To come to this conclusion, the researchers fed mice with a cholesterol-heavy diet for three months, which is enough to give the subjects fatty plaques in their blood vessels. Eight weeks after, they started injecting cyclodextrin to the mice twice each week. In the last four weeks of their experiment, they found that the compound reduced the fatty plaques by 46 percent without affecting overall cholesterol level.
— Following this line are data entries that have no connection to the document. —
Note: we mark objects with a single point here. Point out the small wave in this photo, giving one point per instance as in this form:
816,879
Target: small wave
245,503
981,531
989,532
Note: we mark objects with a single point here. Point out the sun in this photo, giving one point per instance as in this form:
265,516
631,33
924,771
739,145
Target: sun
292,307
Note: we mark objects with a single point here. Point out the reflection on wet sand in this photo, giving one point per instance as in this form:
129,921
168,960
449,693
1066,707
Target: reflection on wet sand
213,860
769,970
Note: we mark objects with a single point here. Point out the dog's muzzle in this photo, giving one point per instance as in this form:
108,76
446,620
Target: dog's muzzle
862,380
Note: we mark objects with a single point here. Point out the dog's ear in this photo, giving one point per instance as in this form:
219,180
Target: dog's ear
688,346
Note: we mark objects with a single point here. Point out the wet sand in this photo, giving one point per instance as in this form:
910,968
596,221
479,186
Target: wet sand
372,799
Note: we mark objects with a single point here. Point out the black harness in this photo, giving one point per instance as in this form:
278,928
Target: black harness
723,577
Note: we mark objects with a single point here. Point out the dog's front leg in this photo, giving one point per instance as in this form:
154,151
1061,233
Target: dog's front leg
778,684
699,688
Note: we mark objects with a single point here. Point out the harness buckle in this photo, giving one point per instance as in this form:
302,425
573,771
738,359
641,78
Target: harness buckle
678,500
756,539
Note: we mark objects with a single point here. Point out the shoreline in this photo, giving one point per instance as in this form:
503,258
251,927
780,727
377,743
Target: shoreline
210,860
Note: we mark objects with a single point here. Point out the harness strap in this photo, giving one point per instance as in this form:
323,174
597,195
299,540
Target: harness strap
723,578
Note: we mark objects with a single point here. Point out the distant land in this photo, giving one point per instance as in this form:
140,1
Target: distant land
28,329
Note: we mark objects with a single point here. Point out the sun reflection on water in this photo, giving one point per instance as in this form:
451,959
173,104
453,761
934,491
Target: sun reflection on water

This led them to think that cyclodextrin merely boosts the activity of mactrophages, which helps them attack excess cholesterol.

Popular Science noted that researchers are not yet sure how the cyclodextrin is able to reduce the plaques - at this point, more experiments and further analysis are needed. More clinical trials and studies will be needed to make sure that the compound will have the same effect to humans as it did to animals, but it seems that results are promising.

Cyclodextrin may be the main ingredient in powdered alcohol, but before you go on and get them by the mouthful, the Associated Press reported that powdered alcohol is illegal in several states including Missouri, Idaho, and California, who all just recently passed the ban on these products.